According to a new study, the spread of 'free-range' farming may increase the likelihood of animal-borne pandemics. If we cannot drastically reduce meat consumption, the authors believe that intense "factory farming" may be less harmful.
Veterinary and Ecological Study
A major study conducted by veterinarians and ecologists discovered that industrial farming of animals such as pigs, poultry, and cattle to provide meat for hundreds of millions of people might reduce the risk of pandemics and the emergence of dangerous diseases such as Sars, BSE, bird flu, and Covid-19 when compared to less-intensive farming.
Despite reports from the UN and other bodies linking intensive livestock farming to the spread of zoonotic (animal-borne) diseases in the aftermath of Covid, the authors argue that "non-intensive" or "low-yield" farms pose a more severe risk to human health because they require far more land to produce the same amount of food.
It is suggested that this increases the likelihood of deadly viral "spillover" between animals and humans because it causes habitat destruction, displaces disease-carrying wild animals like bats and rats, and puts them in closer contact with farmed animals and humans.
Rapidly Expanding Demand
The report's authors, who published it in the journal Royal Society Open Science, recognize that fast expanding consumer demand for meat and other animal products poses a substantial risk to humanity.
"The dangers of new infectious illnesses are growing." "Livestock biomass now significantly outnumbers that of wild animals and birds, and livestock hosts progressively outstrip wildlife hosts for infections they share," the report said.
While abolishing animal farming would eliminate much of the illness risk, the authors suggest a significant reduction in meat consumption would be "difficult" to achieve.
Instead, the report investigated whether intense or less intensive farming was a better alternative for lowering disease risk.
Livestock Migration
Because of long-distance livestock migrations, congested farms, poor animal health and welfare, low disease resistance among animals, and limited genetic diversity, intensive livestock farming has been widely criticized for raising the danger of bird and pig flu and other pandemics.
However, data on disease onset in intensive farms is scant, according to the paper, and often ignores how land use impacts risks.
"High-yield or 'intensive' livestock farming is blamed for pandemics, but those calling for a shift away from intensive farming frequently fail to consider the counterfactual - the pandemic risk of farming less intensively and, in particular, the implications for land use," says lead author Harriet Bartlett.
"Compared to high-yield farms, low-yield farms require significantly more acreage to produce the same amount of food." A broad shift to low-yield farming will destroy and disrupt enormous amounts of natural habitat. This raises the possibility of viral spillover [the initial transmission from a wild animal] by upsetting species that might house the next pandemic virus and increasing interaction between wildlife, humans, and livestock.
"Lower-yielding farms typically involve larger livestock populations, poorer biosecurity, more workers, and more farming area, resulting in different, but not necessarily lower, disease risks than higher-yielding systems producing the same amount of food," according to a report by vets and ecologists from Cambridge and Leeds universities.
According to Bartlett, a global move away from intensive farming would need an amount of land about the size of India, raising the possibility of spillovers. "Because of habitat change and fragmentation, we cultivate in areas where cattle and people [come into greater contact] with stressed populations of wild animals."
Evidence that zoonotic illnesses occur more frequently in intensive farming systems than in large agricultural systems is highly discussed, with governments and the £150 (Around $185) billion poultry and animal industries saying that intensive farming is typically quite safe and now necessary.
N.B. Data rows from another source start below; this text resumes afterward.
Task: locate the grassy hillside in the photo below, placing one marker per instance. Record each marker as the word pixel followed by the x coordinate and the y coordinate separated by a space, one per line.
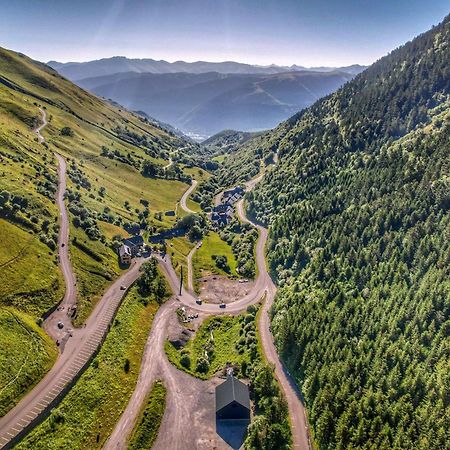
pixel 107 151
pixel 359 214
pixel 27 353
pixel 87 415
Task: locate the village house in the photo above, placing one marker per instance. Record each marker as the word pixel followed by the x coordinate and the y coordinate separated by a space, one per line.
pixel 130 248
pixel 125 254
pixel 232 400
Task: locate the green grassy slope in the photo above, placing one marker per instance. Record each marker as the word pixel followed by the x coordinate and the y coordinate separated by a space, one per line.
pixel 87 415
pixel 105 149
pixel 359 214
pixel 27 353
pixel 147 426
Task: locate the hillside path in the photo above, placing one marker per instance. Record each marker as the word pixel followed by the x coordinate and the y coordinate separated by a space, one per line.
pixel 189 417
pixel 77 346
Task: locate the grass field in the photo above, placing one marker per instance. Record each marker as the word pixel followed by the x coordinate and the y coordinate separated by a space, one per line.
pixel 203 262
pixel 178 249
pixel 92 276
pixel 146 429
pixel 200 175
pixel 26 354
pixel 225 339
pixel 87 415
pixel 32 280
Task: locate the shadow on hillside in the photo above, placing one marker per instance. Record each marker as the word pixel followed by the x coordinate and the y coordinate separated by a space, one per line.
pixel 232 431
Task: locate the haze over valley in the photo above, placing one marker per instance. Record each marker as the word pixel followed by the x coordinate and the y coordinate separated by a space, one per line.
pixel 203 98
pixel 225 255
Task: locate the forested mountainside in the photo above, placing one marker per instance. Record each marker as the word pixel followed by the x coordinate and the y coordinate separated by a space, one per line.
pixel 359 214
pixel 116 184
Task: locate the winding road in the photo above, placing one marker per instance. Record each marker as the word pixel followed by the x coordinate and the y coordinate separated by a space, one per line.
pixel 180 423
pixel 77 347
pixel 185 418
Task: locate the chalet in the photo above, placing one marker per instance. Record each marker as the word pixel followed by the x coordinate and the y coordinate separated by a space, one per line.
pixel 125 254
pixel 232 400
pixel 223 208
Animal rights activists claim that such farms are breeding grounds for illness.
Studying Chicken Farms
According to the research, chicken farms characterized as "industrial" and "backyard" played a part in Thailand's 2004 epidemic of highly pathogenic avian influenza (HPAI). However, it is unclear whether played a larger influence - "spillover in 'backyard' production due to inadequate biosecurity allowing interaction between wild and domesticated birds, or amplification and reassortment from low to high pathogenicity in 'industrial' systems."
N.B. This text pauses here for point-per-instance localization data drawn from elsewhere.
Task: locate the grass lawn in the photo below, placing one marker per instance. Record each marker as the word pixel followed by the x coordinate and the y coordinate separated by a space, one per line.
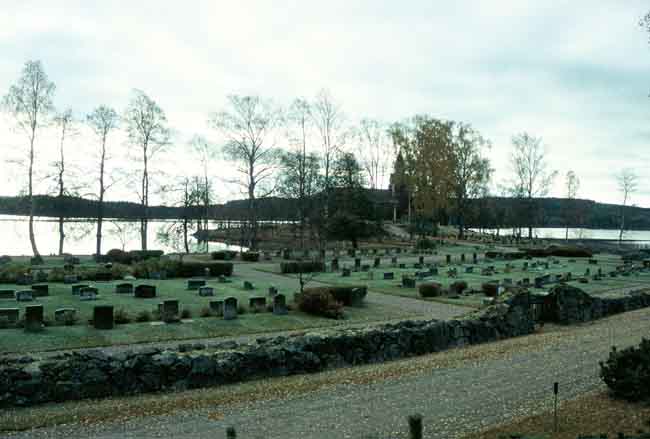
pixel 590 415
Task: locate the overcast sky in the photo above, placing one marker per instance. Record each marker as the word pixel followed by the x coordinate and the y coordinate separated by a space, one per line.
pixel 573 72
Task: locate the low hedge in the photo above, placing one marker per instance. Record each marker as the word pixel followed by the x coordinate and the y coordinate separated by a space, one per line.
pixel 223 255
pixel 627 372
pixel 320 302
pixel 250 257
pixel 292 267
pixel 430 289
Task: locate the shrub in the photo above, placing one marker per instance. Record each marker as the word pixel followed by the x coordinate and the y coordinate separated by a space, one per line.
pixel 430 289
pixel 250 257
pixel 143 316
pixel 319 301
pixel 490 289
pixel 458 287
pixel 292 267
pixel 122 317
pixel 627 372
pixel 118 256
pixel 223 255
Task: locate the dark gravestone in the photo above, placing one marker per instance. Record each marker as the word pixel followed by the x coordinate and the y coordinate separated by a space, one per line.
pixel 40 290
pixel 145 291
pixel 33 318
pixel 230 308
pixel 217 307
pixel 195 284
pixel 77 288
pixel 280 305
pixel 9 316
pixel 24 296
pixel 408 282
pixel 206 291
pixel 7 294
pixel 124 288
pixel 89 293
pixel 103 317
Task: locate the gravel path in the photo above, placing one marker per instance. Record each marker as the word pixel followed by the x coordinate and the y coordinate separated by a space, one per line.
pixel 487 384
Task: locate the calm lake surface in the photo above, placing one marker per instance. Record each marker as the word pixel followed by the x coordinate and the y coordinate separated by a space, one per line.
pixel 80 236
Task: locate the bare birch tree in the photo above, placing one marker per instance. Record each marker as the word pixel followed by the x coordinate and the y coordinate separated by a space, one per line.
pixel 102 121
pixel 248 128
pixel 148 132
pixel 29 102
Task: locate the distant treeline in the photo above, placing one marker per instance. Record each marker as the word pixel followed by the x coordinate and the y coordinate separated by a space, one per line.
pixel 492 212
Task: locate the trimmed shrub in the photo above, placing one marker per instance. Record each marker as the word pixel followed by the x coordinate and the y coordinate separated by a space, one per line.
pixel 458 287
pixel 118 256
pixel 430 289
pixel 223 255
pixel 292 267
pixel 320 302
pixel 627 372
pixel 490 289
pixel 250 257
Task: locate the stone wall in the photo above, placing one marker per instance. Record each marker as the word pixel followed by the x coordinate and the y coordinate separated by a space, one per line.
pixel 94 374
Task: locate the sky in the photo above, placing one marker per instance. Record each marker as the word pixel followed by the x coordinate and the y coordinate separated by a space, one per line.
pixel 575 73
It is commonly assumed that extensive pig farming near bat colonies caused the appearance of the Nipah virus in pigs and people in 1999 and Mers in Saudi Arabian camels. Covid is thought to have started in a Chinese wildlife farm before spreading to an urban "wet" market, according to WHO experts.
According to Dr Guillaume Fournié, an epidemiologist at the Royal Veterinary College in London, apparently improved biosecurity on intensive farms is not necessarily a barrier to disease spread.
He stated that the current wave of bird flu outbreaks in Europe "showed how difficult it may be to guarantee adequate biosecurity standards and how this may lead to an onward spread in high farm-density regions."